Breaking the stigma cycle is essential, so know the facts and understand that a stigma is usually based on falsehoods. Educate others and speak up when someone jokes, mocks, or promotes a stigma. Together, we can ensure everyone feels safe and supported when seeking help.
5 Myths About Men’s Mental Health – Busted
To keep things real (and a little lighter), let’s debunk some myths and answer the most common questions about men’s mental health. Because sometimes, the best way to tackle serious stuff is with a straight answer — no fluff, no judgement.
1. Do men really experience mental health issues as much as women?
Yes — but the numbers can be misleading. While women are more likely to report mental health concerns, 51% of Aussie men say they’ve experienced a mental health condition. The catch? Men often stay silent due to stigma, shame or the old “she’ll be right” mindset. Hint: talking helps.
2. Is therapy just talking about your feelings?

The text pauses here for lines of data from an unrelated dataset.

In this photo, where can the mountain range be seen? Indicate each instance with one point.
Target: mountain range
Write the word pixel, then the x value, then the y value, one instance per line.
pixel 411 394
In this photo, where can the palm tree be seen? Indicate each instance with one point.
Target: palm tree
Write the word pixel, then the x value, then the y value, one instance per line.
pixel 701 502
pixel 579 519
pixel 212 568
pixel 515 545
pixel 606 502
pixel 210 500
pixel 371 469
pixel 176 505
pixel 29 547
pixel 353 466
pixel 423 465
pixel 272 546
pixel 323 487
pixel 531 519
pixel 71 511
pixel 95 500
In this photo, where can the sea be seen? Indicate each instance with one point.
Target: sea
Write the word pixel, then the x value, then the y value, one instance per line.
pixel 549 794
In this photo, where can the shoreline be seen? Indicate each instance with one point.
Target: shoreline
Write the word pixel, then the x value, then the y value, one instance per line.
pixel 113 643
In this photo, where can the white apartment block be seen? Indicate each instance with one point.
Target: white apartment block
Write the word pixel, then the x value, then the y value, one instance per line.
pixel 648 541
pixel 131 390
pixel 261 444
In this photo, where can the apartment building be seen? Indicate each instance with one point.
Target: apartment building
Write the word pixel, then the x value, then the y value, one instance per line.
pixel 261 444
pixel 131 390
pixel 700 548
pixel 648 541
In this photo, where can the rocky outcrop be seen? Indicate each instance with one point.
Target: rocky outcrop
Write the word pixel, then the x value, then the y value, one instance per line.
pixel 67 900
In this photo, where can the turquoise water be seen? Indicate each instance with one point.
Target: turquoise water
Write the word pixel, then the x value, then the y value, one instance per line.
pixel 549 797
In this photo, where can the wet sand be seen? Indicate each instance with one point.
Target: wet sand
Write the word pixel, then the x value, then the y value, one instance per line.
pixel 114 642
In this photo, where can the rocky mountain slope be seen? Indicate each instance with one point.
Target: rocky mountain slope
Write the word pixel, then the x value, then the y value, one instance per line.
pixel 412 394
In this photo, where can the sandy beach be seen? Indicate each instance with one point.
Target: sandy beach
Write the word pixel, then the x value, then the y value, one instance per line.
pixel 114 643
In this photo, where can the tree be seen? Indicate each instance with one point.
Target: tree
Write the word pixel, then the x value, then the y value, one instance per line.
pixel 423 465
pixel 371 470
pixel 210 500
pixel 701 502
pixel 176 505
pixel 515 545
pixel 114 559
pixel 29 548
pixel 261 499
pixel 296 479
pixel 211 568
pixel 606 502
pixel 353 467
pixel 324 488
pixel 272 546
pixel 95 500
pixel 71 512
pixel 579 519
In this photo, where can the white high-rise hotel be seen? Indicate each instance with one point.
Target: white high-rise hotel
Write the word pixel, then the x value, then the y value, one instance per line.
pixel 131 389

Not even close. Sure, feelings can come up — but therapy is also about solving problems, developing better coping tools, managing stress, and improving how you navigate work, relationships, and life in general. It’s more of a strategy session than a sob session (though crying’s fine too, just saying).
3. Isn’t it weak to ask for help?
Only if you think duct-taping your problems is a long-term solution. Asking for help is strength. Period. Holding it all in doesn’t make you strong — it makes you suffer in silence. Vulnerability is human, and connection is the antidote to isolation.
4. What are the benefits of therapy for men?
Plenty. Therapy can help you:
- Lower stress and anxiety
- Sleep better
- Improve your relationships
- Build confidence and emotional awareness
- Reduce the risk of burnout or physical health issues tied to stress
It’s not just crisis management — it’s mental maintenance.
5. Aren’t most therapists women? Will they even get me?
A fair question. Yes, many therapists are women — and plenty are men, too. But gender aside, a good therapist is trained to get you and your experience. If one doesn’t feel like the right fit, you can (and should) try someone else. This is about you, and the right support is out there.